Au chevet de Francisco, observant son torse imberbe d’éternel adolescent, ce torse qui se soulevait d’un spasme à l’autre, je ne réussis pas à murmurer le moindre « Notre Père », à croire que, déjà à cette époque, la religion catholique et son rituel n’étaient plus les miens !
L’inconnu, je le pense, reste pour moi l’Inconnu qui nous attend peut-être derrière l’ultime porte.
Dans ce sens, ma course demeure une forêt de signes et une inlassable répétition.
À Tremblay-en-France, eurent lieu les funérailles de Francisco. Il m’en reste cette image peu croyable des patients sidéens du Centre Didro qui le connaissaient et qui communièrent presque tous, en signe de fraternité, au cours de la messe. Et j’entends encore l’homélie du Père Gaston sur tous ceux qui n’ont pas trouvé, dans cette société occidentale une place et qui sont, de quelque manière, « les enfants chéris de Jésus-Christ ».
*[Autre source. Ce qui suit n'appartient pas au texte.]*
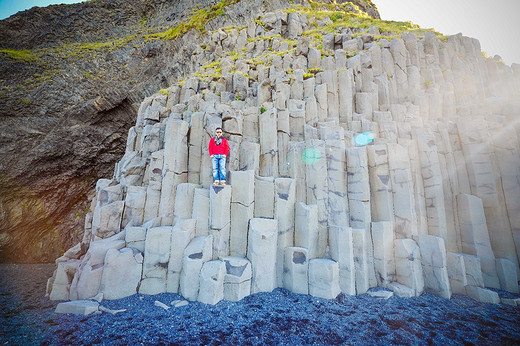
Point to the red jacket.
(222, 149)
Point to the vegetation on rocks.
(197, 21)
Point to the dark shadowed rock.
(71, 80)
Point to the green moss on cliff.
(197, 21)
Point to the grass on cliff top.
(197, 21)
(348, 15)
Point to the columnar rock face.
(354, 165)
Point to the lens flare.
(362, 139)
(310, 156)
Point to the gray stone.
(77, 307)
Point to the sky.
(494, 23)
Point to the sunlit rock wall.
(360, 163)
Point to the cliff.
(364, 153)
(71, 80)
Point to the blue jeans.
(219, 167)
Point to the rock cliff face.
(360, 158)
(71, 81)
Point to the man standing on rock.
(218, 150)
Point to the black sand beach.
(280, 317)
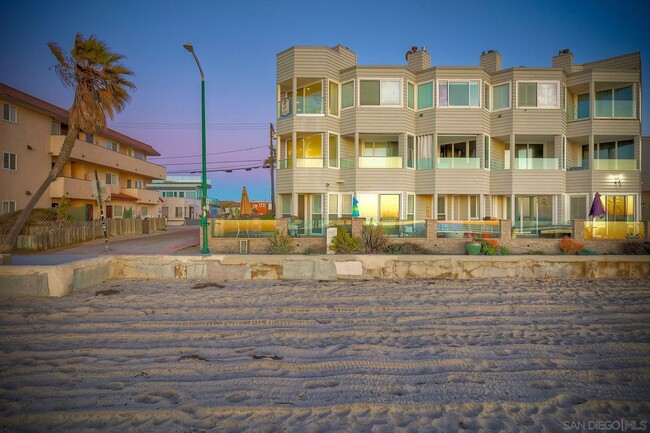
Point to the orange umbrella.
(245, 208)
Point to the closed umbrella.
(355, 207)
(597, 207)
(245, 207)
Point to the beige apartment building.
(31, 135)
(416, 142)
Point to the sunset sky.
(237, 41)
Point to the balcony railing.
(537, 163)
(614, 164)
(380, 162)
(459, 163)
(309, 162)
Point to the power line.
(211, 153)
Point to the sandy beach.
(362, 356)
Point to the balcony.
(459, 163)
(380, 162)
(615, 164)
(537, 163)
(143, 195)
(107, 158)
(72, 188)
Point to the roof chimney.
(491, 60)
(564, 60)
(418, 59)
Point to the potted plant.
(473, 245)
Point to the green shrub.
(635, 248)
(280, 243)
(343, 243)
(373, 239)
(406, 248)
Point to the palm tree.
(100, 89)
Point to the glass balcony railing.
(614, 164)
(459, 163)
(380, 162)
(614, 230)
(537, 163)
(466, 229)
(309, 162)
(578, 165)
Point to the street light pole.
(204, 181)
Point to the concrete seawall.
(63, 279)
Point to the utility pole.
(271, 164)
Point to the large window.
(537, 94)
(333, 151)
(425, 96)
(380, 92)
(9, 161)
(582, 106)
(458, 93)
(9, 113)
(615, 102)
(347, 94)
(501, 96)
(334, 98)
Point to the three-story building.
(415, 142)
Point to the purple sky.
(236, 42)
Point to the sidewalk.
(165, 242)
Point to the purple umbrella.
(597, 207)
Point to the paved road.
(167, 242)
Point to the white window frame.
(468, 80)
(354, 93)
(113, 176)
(338, 149)
(338, 116)
(509, 96)
(433, 96)
(8, 203)
(381, 80)
(15, 161)
(13, 110)
(538, 82)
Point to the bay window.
(458, 93)
(385, 93)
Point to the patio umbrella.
(597, 207)
(355, 207)
(245, 208)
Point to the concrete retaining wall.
(64, 279)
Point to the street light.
(204, 182)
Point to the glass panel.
(334, 98)
(333, 150)
(425, 96)
(347, 95)
(583, 106)
(527, 94)
(391, 92)
(442, 94)
(624, 102)
(501, 96)
(473, 94)
(410, 101)
(369, 92)
(458, 94)
(604, 104)
(625, 149)
(546, 95)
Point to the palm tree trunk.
(10, 240)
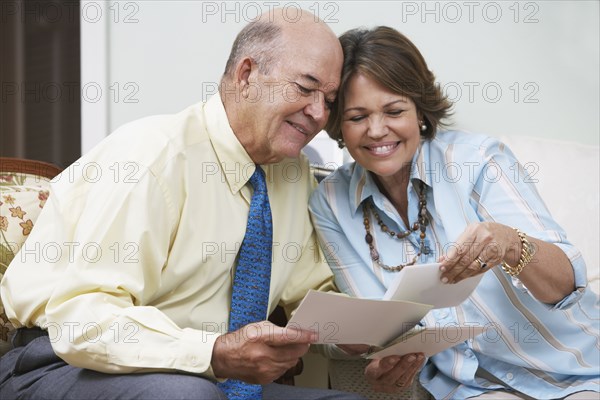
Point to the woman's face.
(380, 128)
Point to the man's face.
(290, 104)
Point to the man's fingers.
(285, 336)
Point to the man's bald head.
(267, 37)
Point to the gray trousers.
(34, 371)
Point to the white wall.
(517, 68)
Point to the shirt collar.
(362, 184)
(234, 161)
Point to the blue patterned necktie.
(250, 296)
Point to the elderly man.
(196, 229)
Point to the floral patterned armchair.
(23, 193)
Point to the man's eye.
(356, 118)
(302, 89)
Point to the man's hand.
(394, 374)
(259, 352)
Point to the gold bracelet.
(527, 253)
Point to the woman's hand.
(481, 246)
(394, 374)
(549, 275)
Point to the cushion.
(566, 175)
(23, 196)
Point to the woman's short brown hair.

A l’enterrement de Francisco, je n’ai pas pleuré, dans l’espoir de préserver les apparences. Mais, en dedans, tout était larmes, couleurs fortes des émotions et écorchures à l’âme. Je pensais : ou la mort est une rupture absolue, sans aucun sens ; ainsi qu’un saut définitif dans le néant, ou bien la mort devenait une délivrance ainsi qu’une résurrection de la chair dans une dimension transcendantale toute autre.
En vérité, aujourd’hui encore je conclus que personne ne me donna jamais la clef de l’énigme. Je reste agnostique.
Mes mémoires sans masque s’en vont en zigzags. J’ai perdu le code de la route. Le moine dont je porte la nostalgie ne s’arrête jamais, devant nul autel. Je cumule mes rêves épuisés.